In [1]:
# DIRECTORY SET
import os
import sys
from pathlib import Path
base_dir=Path(os.getcwd()).parent
# os.chdir(os.path.join(base_dir, 'serverproject'))
os.chdir(base_dir)
print(os.getcwd())

# Load dotenv
import dotenv
dotenv.load_dotenv()

# DJANGO SETUP
import django
sys.path.append(os.path.abspath(''))
os.environ.setdefault("DJANGO_SETTINGS_MODULE", "serverproject.settings")
django.setup()

# Import async modules
import asyncio
from asgiref.sync import sync_to_async

# Import display modules
from IPython.display import display, Markdown

# Import other modules
import faiss
import time
import numpy as np


d:\DestinyFolder\DestinyRecaps\DestinyRecapsApi\serverproject


In [2]:
%load_ext autoreload
%autoreload 2

from destinyapp.models import StreamRecapData, FastRecapData

from core import services
from core import utils
from core import controller

In [5]:
model="text-embedding-3-large"

async def fetch_embedding(chunk):
    # Simulate an async call to the embeddings API
    #return await asyncio.to_thread(openai_client.embeddings.create, input=chunk, model=model)
    model="text-embedding-3-large"        

    fails=0
    while fails<5:
        try:
            return await utils.async_openai_client.embeddings.create(input=chunk, model=model)
        except Exception as e:
            fails+=1
            print("Emedding Fail Retrying:",e)
            await asyncio.sleep(10+(fails*2))
    return None

async def generate_embeddings_async(text_chunks, model):

    responses = await asyncio.gather(*(fetch_embedding(chunk) for chunk in text_chunks))
    embeddings = [response.data[0].embedding for response in responses]
    return np.array(embeddings)


In [15]:
len(embedding.data[0].embedding)


3072

In [22]:
import os
print(os.getcwd())
indexes_path=os.path.join(os.getcwd(),"search_dev_notebooks","working","indexes")
print(indexes_path)
print(os.path.isdir(indexes_path))


d:\DestinyFolder\DestinyRecaps\DestinyRecapsApi\serverproject
d:\DestinyFolder\DestinyRecaps\DestinyRecapsApi\serverproject\search_dev_notebooks\working\indexes
True


In [None]:
text_to_embed="This is a test"

embedding=await fetch_embedding(text_to_embed)


In [25]:
embedding_size=len(embedding.data[0].embedding)

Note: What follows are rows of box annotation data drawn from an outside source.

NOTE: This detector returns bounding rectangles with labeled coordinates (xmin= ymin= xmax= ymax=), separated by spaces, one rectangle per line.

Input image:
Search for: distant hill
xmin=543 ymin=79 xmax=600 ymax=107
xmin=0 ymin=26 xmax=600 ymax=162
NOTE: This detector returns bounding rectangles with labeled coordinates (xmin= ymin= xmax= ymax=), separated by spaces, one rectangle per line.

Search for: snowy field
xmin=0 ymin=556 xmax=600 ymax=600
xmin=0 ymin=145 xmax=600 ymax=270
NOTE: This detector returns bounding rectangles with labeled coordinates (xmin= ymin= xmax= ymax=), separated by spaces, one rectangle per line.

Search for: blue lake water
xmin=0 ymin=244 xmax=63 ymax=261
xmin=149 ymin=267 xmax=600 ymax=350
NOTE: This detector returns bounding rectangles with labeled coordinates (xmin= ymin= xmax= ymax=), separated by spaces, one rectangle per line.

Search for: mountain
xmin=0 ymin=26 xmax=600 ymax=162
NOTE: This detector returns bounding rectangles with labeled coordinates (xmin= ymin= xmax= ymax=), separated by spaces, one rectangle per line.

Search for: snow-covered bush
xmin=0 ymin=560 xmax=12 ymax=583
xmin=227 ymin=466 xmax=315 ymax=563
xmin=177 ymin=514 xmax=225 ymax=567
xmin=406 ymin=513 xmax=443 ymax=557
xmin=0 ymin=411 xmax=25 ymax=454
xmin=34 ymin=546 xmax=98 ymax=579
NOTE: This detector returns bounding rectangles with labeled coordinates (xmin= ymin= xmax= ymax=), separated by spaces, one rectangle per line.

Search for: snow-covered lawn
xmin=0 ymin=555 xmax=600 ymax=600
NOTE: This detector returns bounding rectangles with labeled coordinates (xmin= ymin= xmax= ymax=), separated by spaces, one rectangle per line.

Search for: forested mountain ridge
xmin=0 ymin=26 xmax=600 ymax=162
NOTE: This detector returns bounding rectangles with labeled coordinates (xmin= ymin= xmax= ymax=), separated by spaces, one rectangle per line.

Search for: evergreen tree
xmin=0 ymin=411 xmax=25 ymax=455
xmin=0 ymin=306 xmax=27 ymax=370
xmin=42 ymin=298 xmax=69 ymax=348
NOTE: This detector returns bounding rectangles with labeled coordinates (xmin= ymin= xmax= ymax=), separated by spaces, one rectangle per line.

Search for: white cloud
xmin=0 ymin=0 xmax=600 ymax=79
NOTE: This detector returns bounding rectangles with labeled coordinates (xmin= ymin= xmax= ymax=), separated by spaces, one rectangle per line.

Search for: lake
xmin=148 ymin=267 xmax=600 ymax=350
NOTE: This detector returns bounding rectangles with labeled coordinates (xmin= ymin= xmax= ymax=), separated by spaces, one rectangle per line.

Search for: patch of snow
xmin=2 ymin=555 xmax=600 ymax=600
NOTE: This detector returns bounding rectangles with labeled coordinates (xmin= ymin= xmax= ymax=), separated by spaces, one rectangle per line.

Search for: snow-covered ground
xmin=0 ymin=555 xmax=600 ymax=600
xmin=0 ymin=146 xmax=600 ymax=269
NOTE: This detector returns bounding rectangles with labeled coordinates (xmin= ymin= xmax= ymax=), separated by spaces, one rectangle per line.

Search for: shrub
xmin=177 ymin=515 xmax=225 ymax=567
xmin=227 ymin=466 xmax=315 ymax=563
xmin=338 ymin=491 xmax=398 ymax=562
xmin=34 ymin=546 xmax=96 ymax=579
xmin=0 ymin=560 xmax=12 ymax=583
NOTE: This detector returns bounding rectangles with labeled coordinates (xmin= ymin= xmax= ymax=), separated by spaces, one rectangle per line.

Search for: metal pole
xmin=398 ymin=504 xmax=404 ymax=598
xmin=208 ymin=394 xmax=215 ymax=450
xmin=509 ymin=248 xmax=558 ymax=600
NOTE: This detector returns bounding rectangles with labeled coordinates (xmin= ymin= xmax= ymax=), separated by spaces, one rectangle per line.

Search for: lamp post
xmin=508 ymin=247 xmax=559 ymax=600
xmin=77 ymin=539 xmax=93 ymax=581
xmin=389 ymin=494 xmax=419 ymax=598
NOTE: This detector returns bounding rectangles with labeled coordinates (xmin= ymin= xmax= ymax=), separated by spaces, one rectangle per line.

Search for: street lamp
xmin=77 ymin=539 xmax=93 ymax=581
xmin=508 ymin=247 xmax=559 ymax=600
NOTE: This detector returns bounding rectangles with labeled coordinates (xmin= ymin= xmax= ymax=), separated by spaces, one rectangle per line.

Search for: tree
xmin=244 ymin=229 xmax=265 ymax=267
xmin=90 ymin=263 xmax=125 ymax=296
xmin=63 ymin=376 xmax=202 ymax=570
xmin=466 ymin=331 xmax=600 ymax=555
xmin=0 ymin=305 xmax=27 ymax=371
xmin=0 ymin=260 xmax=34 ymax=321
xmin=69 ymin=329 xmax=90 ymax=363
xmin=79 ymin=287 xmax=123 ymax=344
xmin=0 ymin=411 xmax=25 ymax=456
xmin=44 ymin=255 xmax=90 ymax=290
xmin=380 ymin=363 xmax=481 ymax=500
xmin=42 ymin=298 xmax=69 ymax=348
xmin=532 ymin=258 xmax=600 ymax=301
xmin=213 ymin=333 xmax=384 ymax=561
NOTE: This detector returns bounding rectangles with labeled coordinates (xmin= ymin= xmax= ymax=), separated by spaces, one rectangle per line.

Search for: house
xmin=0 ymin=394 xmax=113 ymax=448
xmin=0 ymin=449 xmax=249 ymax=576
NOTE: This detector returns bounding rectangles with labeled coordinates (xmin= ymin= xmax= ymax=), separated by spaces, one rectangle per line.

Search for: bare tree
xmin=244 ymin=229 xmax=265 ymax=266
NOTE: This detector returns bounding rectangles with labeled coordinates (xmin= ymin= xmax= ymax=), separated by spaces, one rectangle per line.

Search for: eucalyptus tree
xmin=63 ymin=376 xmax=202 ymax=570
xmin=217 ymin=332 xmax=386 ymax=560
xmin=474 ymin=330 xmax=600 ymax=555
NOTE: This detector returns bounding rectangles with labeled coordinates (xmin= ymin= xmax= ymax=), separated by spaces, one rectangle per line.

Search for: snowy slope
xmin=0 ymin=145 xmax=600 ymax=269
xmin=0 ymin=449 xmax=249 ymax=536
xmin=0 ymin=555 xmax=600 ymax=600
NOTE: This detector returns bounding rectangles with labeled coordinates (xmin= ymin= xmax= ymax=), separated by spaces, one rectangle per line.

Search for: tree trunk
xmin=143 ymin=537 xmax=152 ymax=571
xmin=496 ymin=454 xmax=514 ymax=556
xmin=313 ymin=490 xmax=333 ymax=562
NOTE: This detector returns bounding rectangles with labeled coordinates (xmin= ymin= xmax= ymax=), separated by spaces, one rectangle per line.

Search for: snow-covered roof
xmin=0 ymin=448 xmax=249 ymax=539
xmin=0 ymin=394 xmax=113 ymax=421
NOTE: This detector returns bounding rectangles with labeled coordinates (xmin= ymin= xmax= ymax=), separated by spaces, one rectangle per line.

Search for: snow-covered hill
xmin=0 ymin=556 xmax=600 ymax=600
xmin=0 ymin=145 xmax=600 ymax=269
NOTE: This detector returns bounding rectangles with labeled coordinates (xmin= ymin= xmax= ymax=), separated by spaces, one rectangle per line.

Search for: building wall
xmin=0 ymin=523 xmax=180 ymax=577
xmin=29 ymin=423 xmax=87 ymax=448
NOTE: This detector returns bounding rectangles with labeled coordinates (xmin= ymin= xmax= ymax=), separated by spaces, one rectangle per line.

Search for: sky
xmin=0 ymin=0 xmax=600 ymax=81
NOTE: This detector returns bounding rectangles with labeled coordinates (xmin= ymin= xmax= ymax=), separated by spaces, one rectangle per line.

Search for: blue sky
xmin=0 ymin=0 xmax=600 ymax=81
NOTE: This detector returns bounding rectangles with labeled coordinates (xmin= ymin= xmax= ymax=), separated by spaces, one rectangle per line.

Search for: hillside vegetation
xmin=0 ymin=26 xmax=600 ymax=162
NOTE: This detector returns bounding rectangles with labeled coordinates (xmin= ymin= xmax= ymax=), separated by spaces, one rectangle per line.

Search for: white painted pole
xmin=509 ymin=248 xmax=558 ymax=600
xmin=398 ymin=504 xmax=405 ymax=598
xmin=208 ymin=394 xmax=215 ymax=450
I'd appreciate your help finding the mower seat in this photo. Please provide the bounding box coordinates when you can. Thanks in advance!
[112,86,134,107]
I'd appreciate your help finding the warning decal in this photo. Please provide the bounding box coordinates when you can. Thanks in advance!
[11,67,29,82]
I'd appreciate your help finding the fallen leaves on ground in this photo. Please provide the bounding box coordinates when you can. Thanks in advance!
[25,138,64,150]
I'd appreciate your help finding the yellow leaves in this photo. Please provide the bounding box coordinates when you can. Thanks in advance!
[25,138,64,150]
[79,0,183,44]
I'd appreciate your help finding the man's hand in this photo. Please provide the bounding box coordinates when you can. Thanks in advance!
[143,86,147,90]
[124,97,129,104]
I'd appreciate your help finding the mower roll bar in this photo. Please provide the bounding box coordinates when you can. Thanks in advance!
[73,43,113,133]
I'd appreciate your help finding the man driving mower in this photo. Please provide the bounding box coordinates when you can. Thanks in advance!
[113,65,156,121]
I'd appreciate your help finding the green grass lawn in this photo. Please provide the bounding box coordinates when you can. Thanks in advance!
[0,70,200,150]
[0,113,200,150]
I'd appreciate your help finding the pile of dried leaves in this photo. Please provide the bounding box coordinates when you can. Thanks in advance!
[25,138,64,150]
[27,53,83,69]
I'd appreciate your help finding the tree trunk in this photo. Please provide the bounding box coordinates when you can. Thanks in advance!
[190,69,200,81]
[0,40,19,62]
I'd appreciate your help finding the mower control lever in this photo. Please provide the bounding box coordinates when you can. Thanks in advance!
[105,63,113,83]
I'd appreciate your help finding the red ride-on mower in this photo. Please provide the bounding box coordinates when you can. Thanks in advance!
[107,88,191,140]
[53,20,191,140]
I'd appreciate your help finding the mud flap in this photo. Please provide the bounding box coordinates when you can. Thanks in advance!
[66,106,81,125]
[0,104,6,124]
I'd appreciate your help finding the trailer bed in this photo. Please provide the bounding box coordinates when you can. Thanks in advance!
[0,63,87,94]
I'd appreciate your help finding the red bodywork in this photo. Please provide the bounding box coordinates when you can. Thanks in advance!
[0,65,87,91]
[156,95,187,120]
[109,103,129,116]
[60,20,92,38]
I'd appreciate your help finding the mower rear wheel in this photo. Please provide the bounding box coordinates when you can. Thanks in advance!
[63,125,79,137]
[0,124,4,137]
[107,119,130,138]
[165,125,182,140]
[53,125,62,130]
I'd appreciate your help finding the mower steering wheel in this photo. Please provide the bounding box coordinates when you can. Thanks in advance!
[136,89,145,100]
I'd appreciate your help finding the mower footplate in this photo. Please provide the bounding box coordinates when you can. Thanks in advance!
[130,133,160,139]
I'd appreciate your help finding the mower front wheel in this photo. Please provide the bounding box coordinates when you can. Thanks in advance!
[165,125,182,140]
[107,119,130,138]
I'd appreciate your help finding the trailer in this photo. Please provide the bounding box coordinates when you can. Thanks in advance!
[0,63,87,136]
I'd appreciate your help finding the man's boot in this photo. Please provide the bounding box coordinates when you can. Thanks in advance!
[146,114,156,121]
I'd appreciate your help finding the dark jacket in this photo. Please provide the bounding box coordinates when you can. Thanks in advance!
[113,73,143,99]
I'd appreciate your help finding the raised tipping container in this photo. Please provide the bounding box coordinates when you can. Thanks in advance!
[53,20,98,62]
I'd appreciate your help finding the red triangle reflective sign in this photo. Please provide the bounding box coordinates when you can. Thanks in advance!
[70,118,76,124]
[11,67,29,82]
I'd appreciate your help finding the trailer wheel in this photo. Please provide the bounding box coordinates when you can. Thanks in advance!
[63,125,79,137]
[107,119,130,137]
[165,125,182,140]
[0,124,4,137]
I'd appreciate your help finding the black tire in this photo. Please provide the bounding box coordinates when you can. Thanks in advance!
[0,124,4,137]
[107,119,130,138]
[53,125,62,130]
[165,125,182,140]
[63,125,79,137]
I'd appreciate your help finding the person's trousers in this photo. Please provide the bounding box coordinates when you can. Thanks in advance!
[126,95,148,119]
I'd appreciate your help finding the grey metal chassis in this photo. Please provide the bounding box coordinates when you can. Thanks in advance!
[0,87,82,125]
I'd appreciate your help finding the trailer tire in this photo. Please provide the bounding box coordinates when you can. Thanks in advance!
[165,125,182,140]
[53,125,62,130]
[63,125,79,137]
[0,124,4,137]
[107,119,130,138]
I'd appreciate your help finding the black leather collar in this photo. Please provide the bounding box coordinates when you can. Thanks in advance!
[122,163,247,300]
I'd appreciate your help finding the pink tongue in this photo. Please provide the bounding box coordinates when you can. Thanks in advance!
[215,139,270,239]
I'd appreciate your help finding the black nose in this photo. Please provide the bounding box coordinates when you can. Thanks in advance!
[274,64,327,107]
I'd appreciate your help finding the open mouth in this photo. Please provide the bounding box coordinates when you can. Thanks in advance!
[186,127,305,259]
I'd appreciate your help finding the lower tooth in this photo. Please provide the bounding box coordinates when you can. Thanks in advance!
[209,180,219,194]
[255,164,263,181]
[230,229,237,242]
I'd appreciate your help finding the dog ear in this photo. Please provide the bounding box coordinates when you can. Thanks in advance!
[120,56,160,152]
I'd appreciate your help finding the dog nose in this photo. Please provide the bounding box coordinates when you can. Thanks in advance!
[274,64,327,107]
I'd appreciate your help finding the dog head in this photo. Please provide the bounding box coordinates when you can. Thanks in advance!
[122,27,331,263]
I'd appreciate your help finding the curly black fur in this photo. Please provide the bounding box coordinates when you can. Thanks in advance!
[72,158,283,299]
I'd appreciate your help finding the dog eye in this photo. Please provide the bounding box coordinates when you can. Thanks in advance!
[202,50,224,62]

embedding_data=np.array(embedding.data[0].embedding)


In [26]:
# create a faiss index
vector_db=faiss.IndexFlatL2(embedding_size)
vector_db.add(np.array([embedding_data]))

# larger index creation

In [38]:
embedding=await fetch_embedding("get embedding size")
embedding_size=len(embedding.data[0].embedding)
vector_db=faiss.IndexFlatL2(embedding_size)

In [39]:
# create bigger faiss index
texts=["This is a test", "The quick brown fox jumps over the lazy dog", "I love eating pizza on rainy days", "Machine learning is fascinating", "The sunset painted the sky in brilliant colors", "She danced through fields of wildflowers", "The old library held countless untold stories", "Coffee is essential for Monday mornings", "Waves crashed against the rocky shore", "Dragons soared through cloudy skies"]
embeddings=await generate_embeddings_async(texts, model)


In [40]:
vector_db.add(np.array(embeddings))


In [42]:
# save the index to a file
faiss.write_index(vector_db, os.path.join(indexes_path, "test_index.faiss"))

In [43]:
# load the index from a file
vector_db=faiss.read_index(os.path.join(indexes_path, "test_index.faiss"))

In [44]:
# query the index
query_text="This is a test"
query_embedding=await fetch_embedding(query_text)
query_embedding_np = np.array(query_embedding.data[0].embedding).astype('float32').reshape(1, -1)
k_size=5
k=vector_db.ntotal
if k>k_size:
    k=k_size

D, I = vector_db.search(query_embedding_np, k)

In [45]:
print("D:",D)
print("I:",I)


D: [[2.1857386e-06 1.1849377e+00 1.6127548e+00 1.6167562e+00 1.6696446e+00]]
I: [[0 1 3 7 8]]


In [47]:
query = np.asarray(query_embedding.data[0].embedding)
embedding_matrix = np.asarray(embeddings)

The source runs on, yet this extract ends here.